The meat masterclass with Asda’s Head of Meat Quality, Jim Viggars

So this week I was lucky enough to be invited up to Asda House in Leeds for a meat masterclass just in time for Easter, with the amazing (and rather Sean Bean-like) Jim Viggars, 30 year Asda veteran and the supermarket’s Head of Meat Quality.

We started with drinks and nibbles (well, Laura and I actually started by trying to check in to the wrong hotel – turns out there are two Hiltons in Leeds city centre – but that’s another story).  I was impressed by the red wines on offer, both from Asda’s Wine Selection: a rather delicious Argentinian Malbec and a beautiful, deep purple Marques del Norte Rioja, both full of fruit and perfect with roasted meat.  Next, it was in to Asda House’s very impressive new demonstration kitchens for a full-on masterclass on lamb:

Jim demonstrating the French cut rack of lamb

Jim talked us through Asda’s buying process – what they look for in lambs, how old they should be, their quality standards and how they support farmers, etc, before going on to demonstrate a fabulous recipe for a leg of lamb: criss crossed, spiked with shards of garlic, and – preferably – slow roasted with loads of rosemary.  You can buy this leg of lamb in store this Easter for a tenner, which we thought was really good value.  We had a little prep competition – here’s my (ahem) prize-winning leg:

Leg of lamb

Jim also taught us how to prepare a French cut rack of lamb.  Asda trim the bones of these slightly as they add weight but nothing else of benefit, which I thought was a nice touch to keep costs down.  Here’s Laura demonstrating how to cut between the bones, complete with her chainmail glove and EVIL boning knife (I managed to cut myself twice, even with the chainmail):

Laura boning the lamb

Jim also hefted a lump of beef the size of which you’ve never seen before in your life onto the demonstration area, and showed us how you would divide it into different cuts.  I didn’t take any notes, being somewhat hindered by chainmail, a slab of lamb, and a very sharp knife, but you’ll have to take my word for the fact that Asda are thinking creatively and providing meat cut in different ways that prove better value AND quality.
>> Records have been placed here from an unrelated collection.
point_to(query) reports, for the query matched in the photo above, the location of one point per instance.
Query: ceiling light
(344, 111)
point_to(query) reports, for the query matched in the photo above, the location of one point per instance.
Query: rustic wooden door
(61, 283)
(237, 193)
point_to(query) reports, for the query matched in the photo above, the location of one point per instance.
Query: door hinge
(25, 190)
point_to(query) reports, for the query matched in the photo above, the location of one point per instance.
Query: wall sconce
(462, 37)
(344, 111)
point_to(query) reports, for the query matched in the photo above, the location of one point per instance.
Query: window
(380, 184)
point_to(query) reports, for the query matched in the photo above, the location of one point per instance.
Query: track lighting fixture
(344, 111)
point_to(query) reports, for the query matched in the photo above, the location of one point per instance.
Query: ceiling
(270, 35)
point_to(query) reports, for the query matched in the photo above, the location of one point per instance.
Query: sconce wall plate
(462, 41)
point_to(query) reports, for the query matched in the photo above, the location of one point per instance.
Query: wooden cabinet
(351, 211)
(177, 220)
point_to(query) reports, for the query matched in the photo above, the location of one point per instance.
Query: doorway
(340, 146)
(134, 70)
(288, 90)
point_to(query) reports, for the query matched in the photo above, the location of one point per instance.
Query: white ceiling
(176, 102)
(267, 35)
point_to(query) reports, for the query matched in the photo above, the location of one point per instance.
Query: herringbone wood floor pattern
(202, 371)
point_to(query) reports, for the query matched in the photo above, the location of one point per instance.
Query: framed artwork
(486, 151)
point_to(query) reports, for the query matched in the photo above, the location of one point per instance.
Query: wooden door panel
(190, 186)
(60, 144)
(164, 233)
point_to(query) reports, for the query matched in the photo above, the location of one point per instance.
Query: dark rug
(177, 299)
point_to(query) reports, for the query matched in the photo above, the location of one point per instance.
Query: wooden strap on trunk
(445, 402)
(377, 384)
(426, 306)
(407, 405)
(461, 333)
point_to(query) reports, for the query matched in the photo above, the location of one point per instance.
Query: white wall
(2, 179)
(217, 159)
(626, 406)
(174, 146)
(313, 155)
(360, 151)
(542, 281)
They’ve also removed a lot of their products which they thought weren’t giving good value and/or quality for whatever reason.  We were impressed.

Next it was into the demo kitchen to visit Head Inspiration Chef, Mark Richmond, who talked us through cooking the ultimate Easter roast.  Mark had some really clever ideas, including pre-prepping shallots and garlic in oil to make for a easy base for loads of different sauces.  Mark used this base with chopped fresh green herbs and – interestingly – a sprinkle of lavender, which was surprisingly delicious.  He also showed us some easy vegetable dishes to complement the roast lamb, including a luscious carrot and squash mash made with fresh carrot juice instead of water, really bringing out the sweet carrot flavour of the dish.  He also showed us a delicious dauphinoise potato dish and a delicious roast cauliflower with a tomato sauce.  After all this concentration, we were well ready to sit down and feast upon all the scrummy stuff that Mark had shown us.

Indeed, instead of hitting the town as planned, we ended up waddling back to the hotel and conking out.  The sign of a good evening, I’d say.

Massive thanks to Asda for looking after us and for the ENORMOUS delivery of meat I received the next day!  Click here for more information on Asda’s butcher’s selection.

Click here for my recipe for slow roasted garlicky leg of lamb with rosemary potatoes. Perfect for Easter!


3 replies
  1. RubbishWife
    RubbishWife says:

    This was the best leg of lamb I have ever cooked- it was absolutely perfect. It weighed 2kg, and I slow-roasted it as per the recipe for 4 hours at 160 and rested it for 1/2 an hour. My days of being scared of lamb are well and truly over, give it a try Jean, it really is amazing! Thanks Becky :-))

  2. Jean
    Jean says:

    That’s a very nice leg you have there. Lamb is my favourite meat but I hardly ever cook it, I’m scared of ruining it. I know, rubbish aren’t I?